Joseph Curtis was never a member of the established moneyed class, yet he devoted his modest means and boundless energies towards the betterment of those less fortunate than him for the majority of his life.  At the conclusion of the second letter, Curtis enquires about the status of his guardianship of “a colored girl named Mary” from another legislator, Isaac Ogden (“not having heard from Mr. Ogden; I wish you to be so good as to ask him if he will give attention to it”).  Not only did he administer a home and school for juvenile delinquents and a similar institution to train apprentices of the metalworking trade, he became an active member of the New York Public School Society and a commissioner of the Board of Education.  He even assumed care for his disabled brother for 26 years until his passing, which occurred not long before Curtis’s own death in 1856.

Joseph Curtis served as a shining example of moral integrity that would have resonated with the Jay Family and many others.  The New York Historical Society has in its collection a pair of silver pitchers presented to Curtis by the Manumission Society of New York in recognition of his work towards the enactment of the 1817 anti-slavery law. These beautiful vessels are each engraved with an image of Lady Liberty unchaining two enslaved people. Curtis himself is depicted holding a mirror aloft to capture the rays of the sun and direct the warmth and light towards the newly freed men (see a picture at http://www.nyhistory.org/exhibit/pitcher-239 ) Could Curtis’ involvement with the Silversmiths have had some influence on the selection of this gift or does it simply reflect his “sterling” character and selfless philanthropy?

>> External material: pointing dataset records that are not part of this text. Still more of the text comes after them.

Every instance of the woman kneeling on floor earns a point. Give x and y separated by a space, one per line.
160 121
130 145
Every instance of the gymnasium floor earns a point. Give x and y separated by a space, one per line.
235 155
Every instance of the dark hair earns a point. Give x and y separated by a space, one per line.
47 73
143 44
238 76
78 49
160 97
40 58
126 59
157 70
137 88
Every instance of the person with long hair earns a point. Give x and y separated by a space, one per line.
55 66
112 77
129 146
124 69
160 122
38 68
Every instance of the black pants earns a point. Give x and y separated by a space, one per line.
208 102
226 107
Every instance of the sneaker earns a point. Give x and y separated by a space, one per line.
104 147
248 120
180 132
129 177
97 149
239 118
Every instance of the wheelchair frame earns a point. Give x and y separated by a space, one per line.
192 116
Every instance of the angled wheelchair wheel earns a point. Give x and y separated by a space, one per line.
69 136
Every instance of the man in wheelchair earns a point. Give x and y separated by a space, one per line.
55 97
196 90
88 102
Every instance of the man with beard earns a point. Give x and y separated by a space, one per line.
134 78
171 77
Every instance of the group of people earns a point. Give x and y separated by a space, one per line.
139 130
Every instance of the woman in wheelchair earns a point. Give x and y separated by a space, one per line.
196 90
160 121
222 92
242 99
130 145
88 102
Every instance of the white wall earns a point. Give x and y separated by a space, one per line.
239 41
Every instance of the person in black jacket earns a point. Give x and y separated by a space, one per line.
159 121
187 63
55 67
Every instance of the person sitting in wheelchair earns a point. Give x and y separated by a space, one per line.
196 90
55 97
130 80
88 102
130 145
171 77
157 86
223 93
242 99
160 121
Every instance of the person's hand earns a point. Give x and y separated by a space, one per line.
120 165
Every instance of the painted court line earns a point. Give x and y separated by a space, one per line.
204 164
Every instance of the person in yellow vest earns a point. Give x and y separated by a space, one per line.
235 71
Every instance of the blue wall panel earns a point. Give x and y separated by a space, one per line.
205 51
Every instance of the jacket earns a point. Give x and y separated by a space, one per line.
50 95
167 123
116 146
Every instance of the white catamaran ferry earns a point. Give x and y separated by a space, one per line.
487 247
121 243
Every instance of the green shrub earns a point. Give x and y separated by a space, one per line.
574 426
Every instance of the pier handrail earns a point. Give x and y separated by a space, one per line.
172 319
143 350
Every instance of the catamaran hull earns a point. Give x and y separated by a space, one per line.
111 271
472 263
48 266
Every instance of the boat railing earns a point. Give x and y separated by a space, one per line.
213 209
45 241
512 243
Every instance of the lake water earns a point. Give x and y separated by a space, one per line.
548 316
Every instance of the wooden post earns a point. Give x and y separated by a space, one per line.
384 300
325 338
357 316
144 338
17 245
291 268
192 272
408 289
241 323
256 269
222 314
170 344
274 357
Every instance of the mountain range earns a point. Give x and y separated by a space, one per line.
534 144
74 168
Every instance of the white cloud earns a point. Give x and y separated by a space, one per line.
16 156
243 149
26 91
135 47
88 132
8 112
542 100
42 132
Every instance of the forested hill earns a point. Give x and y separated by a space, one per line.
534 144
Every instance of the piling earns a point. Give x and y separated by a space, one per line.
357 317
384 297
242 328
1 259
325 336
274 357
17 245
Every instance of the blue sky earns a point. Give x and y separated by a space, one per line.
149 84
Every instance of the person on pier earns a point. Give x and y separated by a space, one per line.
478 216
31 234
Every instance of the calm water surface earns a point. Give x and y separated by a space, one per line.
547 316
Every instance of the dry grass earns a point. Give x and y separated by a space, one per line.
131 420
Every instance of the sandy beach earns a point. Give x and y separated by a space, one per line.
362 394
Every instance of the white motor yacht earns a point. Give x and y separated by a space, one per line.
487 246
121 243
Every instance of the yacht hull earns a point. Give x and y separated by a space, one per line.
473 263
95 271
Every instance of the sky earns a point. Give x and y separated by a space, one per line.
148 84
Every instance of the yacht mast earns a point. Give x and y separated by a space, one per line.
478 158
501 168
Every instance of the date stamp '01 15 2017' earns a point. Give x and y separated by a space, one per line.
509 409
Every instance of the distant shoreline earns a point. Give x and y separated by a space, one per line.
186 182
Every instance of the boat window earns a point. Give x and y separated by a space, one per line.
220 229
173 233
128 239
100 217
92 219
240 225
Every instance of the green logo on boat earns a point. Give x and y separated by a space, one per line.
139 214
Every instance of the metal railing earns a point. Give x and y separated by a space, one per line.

Jeff De Toro is a volunteer docent and researcher at the Jay Heritage Center. In addition to helping transcribe 18th and 19th century letters and put them in context for other, he assists with the many school groups that visit our site each spring. We look forward to more of his future posts!

Volunteer Researcher Jeff DeToro

[1] Memoir of Joseph Curtis, A Model Man, Catharine Maria Sedgwick, Harper & Brothers Publishers, Franklin Square, New York City, 1858.

[2] Ibid.

[3] Journal of the Senate of the State of New-York at Their Thirty-Ninth Session, Began and Held at the City of Albany, the Thirtieth Day of January, 1816, printed by J. Buel, Printer to the State, 1816.